Говорят, что перед величием природы человек чувствует себя маленьким и жалким, песчинкой в океане. Не знаю. Не испытывал. Когда скрипят на снегу мои сани, когда покорное эхо в горах повторяет песню моего мотора, когда за моей спиной остается длинный волнистый след моих шагов, я, Алексей Богучаров, вот такой, каким вы меня видите, понимаю себя хозяином мира и земли, и неба, и чувство гордости за то, что я человек и механик, наполняет мою душу до края... Хочется петь.
Надо, чтобы при этом была тишина, та торжественная и величавая тишина тундры, в которой столько затаенных шорохов. Все живущее спряталось и оцепенело — медведь в берлоге, мышь в норе, тюлень подо льдом, и только ты один, человек на своей машине, властно идешь по тундре, ломаешь снег и поешь:
Сильный, смелый охотник.
Его олени быстры...
По привычке я и тут запел свою песню. Да не пелось.
Рядом сидела девушка Вовнич, радист. Сокровище, которое я везу в наш монастырь на Тихом мысе.
Но не о ней я думал. О другой девушке думал я, о девушке, которую так никогда и не встретил на своем пути.
Знаете, в душе каждого мужчины, даже самого завзятого холостяка, живет своя девушка. Моя была очень простая, каких, вероятно, тысячи; странно, я так ее никогда и не встретил на своем пути. Я знал, какие у нее глаза — серые, которые для меня умеют быть синими; и какие у нее руки — сильные, загорелые, умеющие работать; и какой нос — курносый, смешной, ребячий; и румянец во всю щеку; и волосы светло-каштановые, остриженные по-мальчишески, и лоб крутой, высокий, и улыбка ясная, тихая... Я знал ее повадки, манеры, знал что она любит (вероятно, то же, что и я) и чего не любит. Я слышал даже запах ее кожи. Почему-то этот запах вызывал в моей памяти аромат украинской черешни в цвету. Ее наряд? Мне почему-то мерещились кожаные рукавицы, спецовка, китель с якорями, иногда короткая юбка и легкая шелковая кофточка или вышитая сорочка... Простите, я давно не был на Большой земле, не знаю, что нынче носят... Короче, я видел ее, мою девушку, по частям, но никогда ни разу из этих частей не складывался живой образ, потому что не было такой девушки на моем пути. И будет ли?
Вот о ней я и думал.
«Как славно, — думал я, — было бы вместе с ней брести вот так большой дорогой, тундрой, и не знать, придешь ли, нет ли, и верить, что придешь, и делить последний, покрытый изморозью мерзлый сухарь...»

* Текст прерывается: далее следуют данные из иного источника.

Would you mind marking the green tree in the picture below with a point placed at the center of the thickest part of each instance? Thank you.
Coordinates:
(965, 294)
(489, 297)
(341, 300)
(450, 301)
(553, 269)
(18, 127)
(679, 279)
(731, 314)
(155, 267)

Вдруг моего плеча коснулась рука Вовнич. Я очнулся.
— В чем дело?
Она молча протянула мне кусок хлеба с мясом. Я с удивлением взглянул на нее и машинально взял хлеб. Помню, мясо было мерзлое, снег скрипел на зубах, когда я ел.
Я проворчал:
— Спасибо, — и тотчас же догадался, что так не благодарят. — Большое спасибо! — прибавил я, стараясь придать мягкость своему простуженному голосу.
Но она равнодушно отвернулась от меня и закуталась в кухлянку.
«Однако, — подумал я, — надо что-то сказать ей, завязать разговор. Нельзя же, в самом деле, ехать молча. Еще обидится. Сказать ей о тундре... Вот небо...» — Но у меня вдруг не оказалось слов для этого. Черт подери, ни единого слова!
«Ну, — успокаивал я себя, — она сама начнет разговор. Они поболтать любят». Но девушка молчала по-прежнему. Она молчала, даже когда моя машина («...Его олени быстры...») с разбегу влетала в торос или завязала в снегу. Вместе со мной, без слов, девчонка вылезала из машины и бралась за дело. И вот что я вам скажу: эта девочка умела держать лопату!
Отчего же меня это злило? Не знаю, смогу ли объяснить. Видите ли, когда я увидел ее без кухлянки и шапки, стройную, тонконогую, быструю... я не мог не заметить, что она очень похожа на мою девушку.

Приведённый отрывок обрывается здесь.